- Born: Rudie Sypkes 22 May 1950 Tasmania, Australia
- Died: 8 February 2008 (aged 57) Tasmania, Australia
- Occupation: Retail entrepreneur
- Known for: founding retail chain Chickenfeed
- Family: Engel Sypkes (father)

= Rudie Sypkes =

Australian businessman (1950–2008)

Rudie Sypkes (22 May 1950 – 8 February 2008) was an Australian businessman from Tasmania. Sypkes was the co-founder of the Chickenfeed retail chain.

==Biography==
Sypkes was born in Tasmania to immigrant parents from the Netherlands. He began his business career by helping his father, Engel, found the Purity supermarket chain. Sypkes later founded, with his brother, Peter launched the Chickenfeed Bargain Stores, a chain of discount retail stores located throughout Tasmania. They sold the Chickenfeed chain in 2001 for an estimated $35 million Australian dollars. Sypkes often quietly contributed to philanthropic causes throughout Tasmania using his personal fortune.

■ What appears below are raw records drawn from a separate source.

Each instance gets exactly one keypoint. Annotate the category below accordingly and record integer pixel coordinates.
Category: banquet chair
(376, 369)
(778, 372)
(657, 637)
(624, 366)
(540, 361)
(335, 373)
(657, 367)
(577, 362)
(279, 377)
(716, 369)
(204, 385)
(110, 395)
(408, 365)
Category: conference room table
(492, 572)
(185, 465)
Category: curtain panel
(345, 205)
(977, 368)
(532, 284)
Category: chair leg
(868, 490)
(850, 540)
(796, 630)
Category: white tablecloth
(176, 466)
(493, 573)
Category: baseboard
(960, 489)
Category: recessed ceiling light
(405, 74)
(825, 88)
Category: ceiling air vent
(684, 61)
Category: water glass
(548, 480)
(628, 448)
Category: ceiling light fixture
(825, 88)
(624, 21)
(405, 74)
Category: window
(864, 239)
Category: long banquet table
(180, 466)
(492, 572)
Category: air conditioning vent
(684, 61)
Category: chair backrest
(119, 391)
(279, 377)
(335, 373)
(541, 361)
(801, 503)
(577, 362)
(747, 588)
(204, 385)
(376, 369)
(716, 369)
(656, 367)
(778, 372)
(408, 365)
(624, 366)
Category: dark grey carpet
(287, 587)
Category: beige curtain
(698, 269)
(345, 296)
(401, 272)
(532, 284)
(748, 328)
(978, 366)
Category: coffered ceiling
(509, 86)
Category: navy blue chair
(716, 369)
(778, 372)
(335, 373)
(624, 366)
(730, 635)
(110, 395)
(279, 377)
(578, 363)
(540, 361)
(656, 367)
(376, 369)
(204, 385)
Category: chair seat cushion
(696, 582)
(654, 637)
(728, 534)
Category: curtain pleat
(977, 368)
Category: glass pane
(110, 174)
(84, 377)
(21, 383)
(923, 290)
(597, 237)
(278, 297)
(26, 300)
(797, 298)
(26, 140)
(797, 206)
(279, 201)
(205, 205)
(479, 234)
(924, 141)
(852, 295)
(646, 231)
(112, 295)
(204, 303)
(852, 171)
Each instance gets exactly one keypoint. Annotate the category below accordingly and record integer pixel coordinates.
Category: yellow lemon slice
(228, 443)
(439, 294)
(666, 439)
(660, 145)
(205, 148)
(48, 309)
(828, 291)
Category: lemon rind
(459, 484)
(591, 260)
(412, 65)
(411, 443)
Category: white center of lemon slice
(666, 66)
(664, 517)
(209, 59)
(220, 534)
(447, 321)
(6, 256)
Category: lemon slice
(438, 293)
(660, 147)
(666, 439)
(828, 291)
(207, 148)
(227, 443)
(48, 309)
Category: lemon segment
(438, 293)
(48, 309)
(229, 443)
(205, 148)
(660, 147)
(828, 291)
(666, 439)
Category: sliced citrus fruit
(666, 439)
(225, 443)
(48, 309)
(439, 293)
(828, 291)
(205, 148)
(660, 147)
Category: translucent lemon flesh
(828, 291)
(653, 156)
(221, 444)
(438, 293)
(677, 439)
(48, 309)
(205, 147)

Sypkes revealed in July 2007 that he had been diagnosed with idiopathic pulmonary fibrosis and donated towards research into respiratory disease. Sypkes died suddenly and unexpectedly at a hospital in Tasmania on 8 February 2008. He had been on a waiting list for a lung transplant for nine months. He was survived by his wife and three children.